La redenzione di Flavia Perina
03 Aprile 2011
di redazione
Siamo sempre stati contrari alle epurazioni, all’olio di ricino, alle punizioni corporali. Al più abbiamo pensato che qualche schiaffo ben assestato potesse essere il massimo della azione punitiva e dimostrativa. Anche gli schiaffi sonori ma tardivi, non ci sono mai piaciuti. Per questo non abbiamo condiviso il modo in cui Flavia Perina ha dovuto lasciare la direzione del Secolo d’Italia.

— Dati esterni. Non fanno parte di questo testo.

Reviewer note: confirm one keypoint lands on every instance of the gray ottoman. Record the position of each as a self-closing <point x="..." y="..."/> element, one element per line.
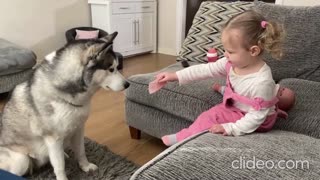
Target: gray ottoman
<point x="15" y="65"/>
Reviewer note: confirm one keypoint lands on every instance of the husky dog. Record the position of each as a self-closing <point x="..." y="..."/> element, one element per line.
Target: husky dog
<point x="47" y="113"/>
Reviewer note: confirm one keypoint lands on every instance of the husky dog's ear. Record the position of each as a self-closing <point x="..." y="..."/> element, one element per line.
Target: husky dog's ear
<point x="110" y="37"/>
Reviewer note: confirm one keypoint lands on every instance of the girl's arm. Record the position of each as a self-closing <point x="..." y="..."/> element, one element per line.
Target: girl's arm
<point x="202" y="71"/>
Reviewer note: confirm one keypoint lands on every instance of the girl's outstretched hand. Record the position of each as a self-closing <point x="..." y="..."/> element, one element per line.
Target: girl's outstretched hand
<point x="218" y="129"/>
<point x="166" y="76"/>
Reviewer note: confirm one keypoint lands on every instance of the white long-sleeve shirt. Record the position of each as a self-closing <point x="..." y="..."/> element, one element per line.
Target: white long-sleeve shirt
<point x="258" y="84"/>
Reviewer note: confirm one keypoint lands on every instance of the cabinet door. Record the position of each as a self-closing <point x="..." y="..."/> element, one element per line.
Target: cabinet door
<point x="124" y="24"/>
<point x="145" y="29"/>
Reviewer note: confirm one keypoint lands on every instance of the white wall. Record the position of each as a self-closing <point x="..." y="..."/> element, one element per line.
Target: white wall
<point x="167" y="26"/>
<point x="298" y="2"/>
<point x="40" y="24"/>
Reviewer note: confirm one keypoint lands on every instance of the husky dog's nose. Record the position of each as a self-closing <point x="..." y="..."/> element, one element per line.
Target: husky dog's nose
<point x="126" y="85"/>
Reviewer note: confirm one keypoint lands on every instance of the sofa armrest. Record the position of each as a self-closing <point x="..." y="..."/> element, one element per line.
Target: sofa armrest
<point x="304" y="117"/>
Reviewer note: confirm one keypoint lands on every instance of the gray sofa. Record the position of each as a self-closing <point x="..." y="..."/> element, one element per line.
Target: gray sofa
<point x="15" y="65"/>
<point x="290" y="151"/>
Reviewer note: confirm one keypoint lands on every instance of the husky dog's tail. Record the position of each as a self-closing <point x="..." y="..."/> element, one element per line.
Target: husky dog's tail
<point x="185" y="63"/>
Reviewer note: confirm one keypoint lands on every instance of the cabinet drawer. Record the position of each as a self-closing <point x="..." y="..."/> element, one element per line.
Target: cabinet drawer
<point x="144" y="6"/>
<point x="121" y="8"/>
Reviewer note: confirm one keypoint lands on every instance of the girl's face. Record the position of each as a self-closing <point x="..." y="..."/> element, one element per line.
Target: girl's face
<point x="235" y="52"/>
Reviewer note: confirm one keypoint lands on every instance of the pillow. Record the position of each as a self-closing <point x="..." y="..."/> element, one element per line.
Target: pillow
<point x="205" y="32"/>
<point x="80" y="34"/>
<point x="302" y="42"/>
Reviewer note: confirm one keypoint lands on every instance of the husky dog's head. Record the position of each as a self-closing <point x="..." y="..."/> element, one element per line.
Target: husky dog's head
<point x="91" y="63"/>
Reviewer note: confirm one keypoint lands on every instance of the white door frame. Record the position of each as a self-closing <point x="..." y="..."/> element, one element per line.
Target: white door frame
<point x="181" y="23"/>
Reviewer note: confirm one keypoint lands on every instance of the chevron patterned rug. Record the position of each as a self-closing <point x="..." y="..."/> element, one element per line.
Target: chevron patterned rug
<point x="111" y="166"/>
<point x="203" y="35"/>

Avremmo preferito che la resa dei conti nell’ex An per definire a chi spettasse dettare la linea editoriale dello storico giornale della destra italiana non avvenisse solo sulla base di un rapporto di forza, o meglio sarebbe dire, di debolezza dei dissidenti di Futuro e Libertà ma fosse stata fatta ex ante, quando cioè il problema si è posto, ritenendo – forse sbagliando – che il Secolo, un po’ come la Casa di Montecarlo, non fosse certo proprietà privata del Presidente della Camera (anche se lui sembrava pensare di no) ma patrimonio di una comunità politica.
Per questo, abbiamo provato un certo senso di sollievo ieri, leggendo l’intervista che Flavia Perina ha rilasciato un po’ in sordina al Corriere della Sera, nella quale l’ex direttrice afferma che tra le sue massime aspirazioni di questa ora ci sarebbe quella di scrivere nientemeno che per il Fatto quotidiano. Che le posizioni di una parte degli ex aennini fossero molto simili a quelle della sinistra più reazionaria lo avevamo sempre saputo. Bastava vedere come la pensano sulla giustizia, la politica estera, la laicità dello stato, la bioetica, i lavoratori e le imprese e su molto altro per capire subito che i finiani della prima ora hanno molto più da spartire con Travaglio che con gli eredi di Einaudi.
Quello della Perina, dunque, è un po’ un ritorno alle origini, nella casa del padre, il ritorno del figliol prodigo. Non ci resta che ammazzare il vitello grasso e festeggiare.